Title: Where You Least Expect It
Author: LadyOfScorel
Word Count: 819
Prompt(s): Written for Cotten Candy Bingo Prompt: Magical / Soul bond
Notes: Original Work, actually based on my NaNo from last year. This is probably very clichéd but… Yeah.
Summary: From meeting to marriage. (Condensed)
Sharia sighed as she followed her parents. They had insisted that she attend this ball, and frankly, she was well aware of what a trial it was going to be. She was going to be bored out of her mind, and fending off the various suitors, all of whom her parents would be evaluating, and possibly going into negotiations with parents of said suitors to try and make a suitable match. She had no intention of being stuck in a loveless marriage, like so many of her friends had resigned themselves to.
Once they entered the ballroom, her parents left to do the circuit and she found herself a corner to hide in, snagging glasses of champagne from the waiters who passed by her hiding place. Eventually, someone found her, and she found herself whisked onto the dance floor and forced to endure tiresome small-talk and bad flirtation. (Sky above, how she missed Simeon and Carl! At least when they flirted they did it well!). Eventually, she pled sore feet, and escaped onto a balcony.

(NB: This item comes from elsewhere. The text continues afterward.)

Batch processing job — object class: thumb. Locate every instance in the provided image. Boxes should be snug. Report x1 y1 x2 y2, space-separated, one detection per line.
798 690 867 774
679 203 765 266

“Are you as bored as I am?” someone asked, and only years of her training out her own startled reactions allowed her to suppress the flinch her body wanted to give.
“I can scarcely envisage how any individual can be as uninterested as I am,” she replied instead, turning to face the young man behind her (who could barely be any older than her).
“How many of these are you forced to attend?”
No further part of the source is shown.